Los bancos de la Rambla de Santa Cruz, concretamente los ubicados en el tramo que abarca desde la plaza de la Paz a la calle Ramón y Cajal, se han convertido en improvisado hogar para una pareja de octogenarios, quienes llevan más de tres meses durmiendo a la intemperie sobre unos asientos de madera que han transformado en una residencia al aire libre.
Bancos que no solo sostienen sus cuerpos, sino que cada día amanecen repletos de bolsas, cartones, mantas y desperdicios de comida y de botellas a su alrededor, lo que ha empezado a generar preocupación entre los vecinos de la zona.
El hombre y la mujer, de avanzada edad, proceden del sur de la Isla, en donde tienen una casa y están empadronados, aparte de que cuentan con recursos económicos. No obstante, meses atrás decidieron dejar su domicilio para trasladarse al corazón de la ciudad por causas que no aciertan a concretar, ya que la anciana, al ser preguntada al respecto, lo único que pide es una vivienda en la capital.

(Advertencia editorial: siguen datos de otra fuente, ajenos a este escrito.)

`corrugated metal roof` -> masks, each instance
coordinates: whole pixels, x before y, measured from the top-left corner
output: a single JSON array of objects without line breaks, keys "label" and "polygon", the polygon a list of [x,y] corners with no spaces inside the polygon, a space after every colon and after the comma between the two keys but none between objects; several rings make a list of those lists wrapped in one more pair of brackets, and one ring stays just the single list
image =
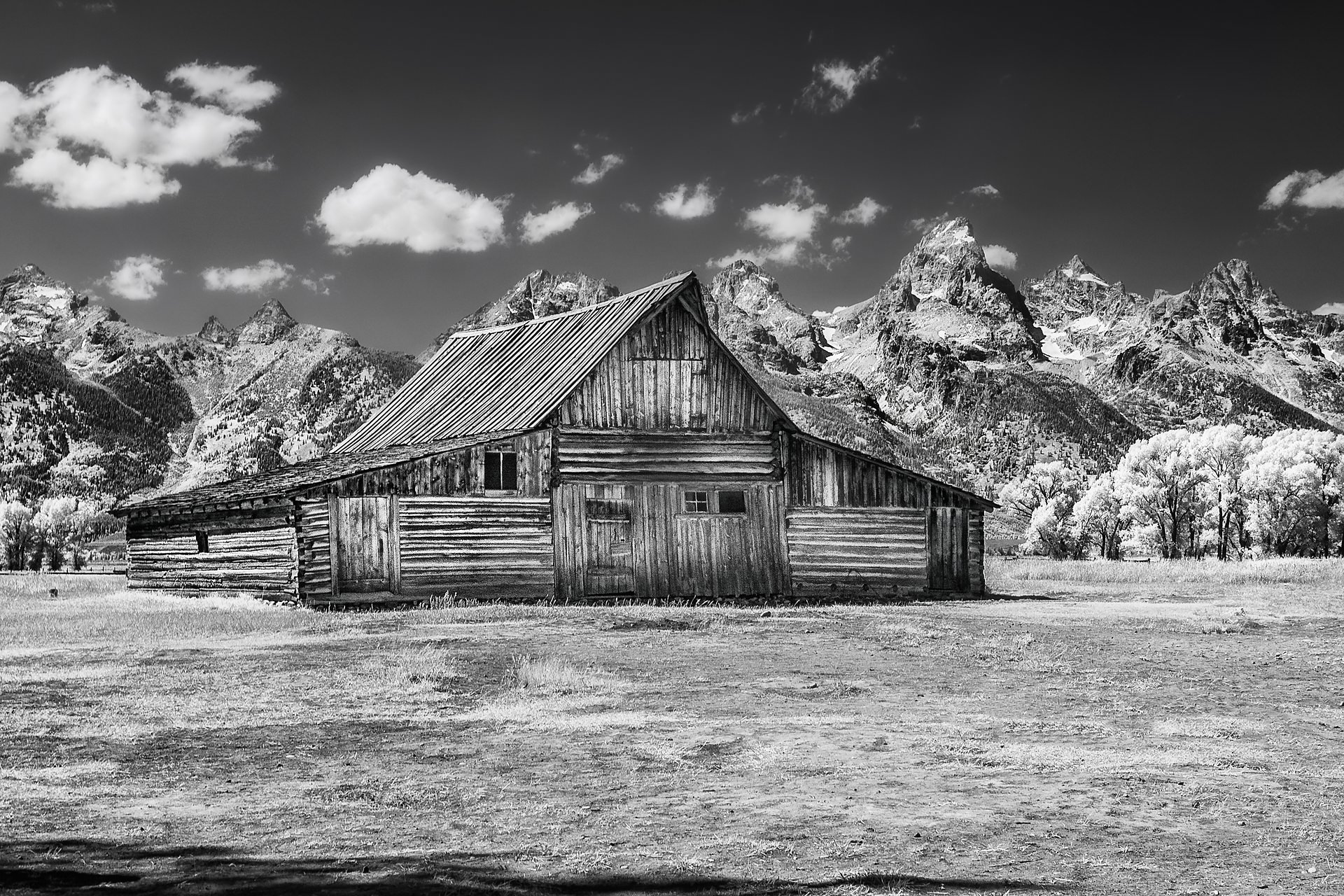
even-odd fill
[{"label": "corrugated metal roof", "polygon": [[438,355],[333,451],[368,451],[539,426],[687,271],[598,305],[453,333]]},{"label": "corrugated metal roof", "polygon": [[126,514],[133,510],[169,508],[185,509],[190,506],[200,506],[203,504],[234,504],[253,498],[285,497],[294,492],[302,492],[313,488],[314,485],[333,482],[366,470],[394,466],[396,463],[415,461],[441,451],[456,451],[472,445],[481,445],[482,442],[507,439],[515,435],[521,435],[523,433],[526,433],[526,430],[507,430],[503,433],[484,433],[466,438],[442,439],[421,445],[402,445],[392,449],[383,449],[380,451],[328,454],[325,457],[313,458],[312,461],[300,461],[298,463],[281,466],[274,470],[267,470],[266,473],[258,473],[257,476],[245,476],[239,480],[228,480],[227,482],[216,482],[215,485],[203,485],[199,489],[191,489],[190,492],[160,494],[156,498],[148,498],[145,501],[137,501],[136,504],[128,504],[117,508],[113,513]]}]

El presidente de la asociación de vecinos La Rambla,Reynaldo González, manifiesta que este caso “es preocupante, pues no entendemos los motivos por los que están ahí ni cómo no hay una solución por parte del Ayuntamiento de Santa Cruz o de Salud Mental del Gobierno de Canarias. Hemos insistido con estas personas de que un banco no es lugar apropiado para que duerman, pues además se ubican enfrente de un parque infantil donde, aparte de estar casi todo el día, depositan basura alrededor y se está convirtiendo en un foco de infección”.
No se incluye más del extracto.